The Monetary Policy Committee (MPC) reported decreased inflationary pressures, supported by stable food prices, favourable global oil conditions, and limited changes in domestic tariffs.
Despite ongoing inflation volatility, the MPC expects to stabilize within the 5–7% range shortly.
Further bolstering economic confidence, the SBP referenced the IMF’s approval of Pakistan’s Extended Fund Facility, encouraging external financial inflows.
Improved investor sentiment and lower government yields also played a crucial role in the committee’s rate decision.

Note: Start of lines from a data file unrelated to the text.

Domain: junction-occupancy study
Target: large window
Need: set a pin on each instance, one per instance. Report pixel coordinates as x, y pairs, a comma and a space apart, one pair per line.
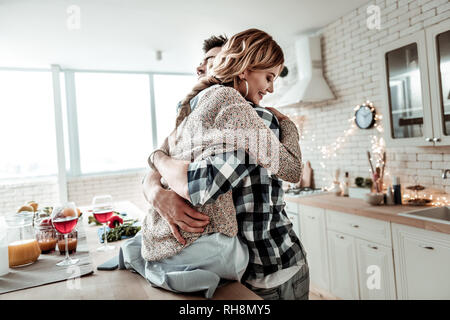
107, 120
114, 123
27, 125
169, 90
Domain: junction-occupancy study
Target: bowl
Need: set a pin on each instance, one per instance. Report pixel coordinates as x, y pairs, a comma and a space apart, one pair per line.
374, 199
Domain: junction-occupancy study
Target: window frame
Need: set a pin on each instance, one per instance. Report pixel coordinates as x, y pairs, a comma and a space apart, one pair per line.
74, 170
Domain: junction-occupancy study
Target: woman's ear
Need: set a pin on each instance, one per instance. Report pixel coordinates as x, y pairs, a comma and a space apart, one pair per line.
243, 75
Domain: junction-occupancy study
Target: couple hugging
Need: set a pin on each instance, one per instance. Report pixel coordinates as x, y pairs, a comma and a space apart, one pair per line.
215, 184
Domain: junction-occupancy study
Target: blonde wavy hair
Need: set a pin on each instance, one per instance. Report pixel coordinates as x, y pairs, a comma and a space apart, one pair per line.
250, 50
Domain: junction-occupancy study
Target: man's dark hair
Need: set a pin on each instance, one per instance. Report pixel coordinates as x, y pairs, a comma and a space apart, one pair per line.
213, 42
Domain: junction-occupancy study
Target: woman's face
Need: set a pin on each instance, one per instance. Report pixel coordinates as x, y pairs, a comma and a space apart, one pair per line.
259, 83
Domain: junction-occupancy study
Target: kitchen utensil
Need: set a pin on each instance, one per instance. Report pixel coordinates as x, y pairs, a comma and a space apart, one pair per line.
307, 176
374, 199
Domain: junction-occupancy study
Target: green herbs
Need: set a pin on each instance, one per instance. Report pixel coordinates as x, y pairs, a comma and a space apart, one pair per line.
126, 229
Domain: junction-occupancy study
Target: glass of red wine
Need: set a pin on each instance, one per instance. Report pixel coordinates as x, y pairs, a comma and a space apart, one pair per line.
64, 219
103, 209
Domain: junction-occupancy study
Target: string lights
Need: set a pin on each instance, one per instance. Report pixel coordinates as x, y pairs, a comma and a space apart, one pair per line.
378, 146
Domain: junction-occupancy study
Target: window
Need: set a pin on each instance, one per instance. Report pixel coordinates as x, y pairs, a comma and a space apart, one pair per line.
169, 90
114, 123
27, 124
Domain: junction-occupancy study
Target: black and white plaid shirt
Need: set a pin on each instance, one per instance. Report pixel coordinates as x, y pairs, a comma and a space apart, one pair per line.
259, 201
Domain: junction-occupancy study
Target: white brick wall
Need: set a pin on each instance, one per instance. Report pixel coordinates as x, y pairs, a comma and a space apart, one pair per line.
125, 186
353, 71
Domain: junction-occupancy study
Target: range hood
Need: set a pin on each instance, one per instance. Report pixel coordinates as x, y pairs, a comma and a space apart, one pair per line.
310, 85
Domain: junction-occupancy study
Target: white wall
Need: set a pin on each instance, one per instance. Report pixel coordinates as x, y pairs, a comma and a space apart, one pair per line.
81, 190
352, 68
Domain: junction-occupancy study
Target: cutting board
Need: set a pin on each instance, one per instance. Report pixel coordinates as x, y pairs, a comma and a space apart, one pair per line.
307, 176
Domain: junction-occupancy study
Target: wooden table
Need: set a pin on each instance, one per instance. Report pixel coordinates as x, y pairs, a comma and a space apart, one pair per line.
362, 208
118, 284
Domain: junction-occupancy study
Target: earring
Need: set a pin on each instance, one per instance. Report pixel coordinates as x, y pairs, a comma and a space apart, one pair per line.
246, 88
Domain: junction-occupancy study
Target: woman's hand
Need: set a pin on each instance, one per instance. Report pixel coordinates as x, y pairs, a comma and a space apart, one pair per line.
179, 214
277, 113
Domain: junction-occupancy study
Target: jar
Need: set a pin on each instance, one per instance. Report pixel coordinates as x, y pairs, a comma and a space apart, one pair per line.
45, 234
72, 241
23, 248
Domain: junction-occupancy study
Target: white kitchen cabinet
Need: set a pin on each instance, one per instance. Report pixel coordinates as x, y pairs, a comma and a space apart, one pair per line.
314, 240
291, 209
416, 85
343, 266
422, 263
438, 45
295, 223
375, 271
360, 257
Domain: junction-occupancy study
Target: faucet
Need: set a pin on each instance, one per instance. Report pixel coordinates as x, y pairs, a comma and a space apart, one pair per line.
444, 173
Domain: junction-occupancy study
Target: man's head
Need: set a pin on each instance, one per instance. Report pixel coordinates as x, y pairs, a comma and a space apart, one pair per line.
211, 47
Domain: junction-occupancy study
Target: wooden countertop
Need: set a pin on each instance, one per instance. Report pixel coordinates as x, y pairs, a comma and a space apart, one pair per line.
362, 208
119, 284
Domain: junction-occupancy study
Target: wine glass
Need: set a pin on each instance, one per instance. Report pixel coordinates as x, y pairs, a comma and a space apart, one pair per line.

The MPC observed robust growth in textiles, food, and automobiles. Additionally, better-than-anticipated output from the Kharif crop in the agricultural sector has reinforced economic optimism. The SBP now projects FY25 real GDP growth between 2.5% and 3.5%.
Externally, the current account achieved a surplus for the second consecutive month in September, driven by strong remittances and exports. Although imports rose, SBP’s foreign reserves were reported at $11.2 billion in late October, with expectations for further growth.
The SBP has adjusted its FY25 inflation forecast to below the prior range of 11.5%–13.5%, due to lower core inflation and enhanced domestic supply. However, potential challenges such as Middle East tensions and ad hoc fiscal adjustments could pose risks.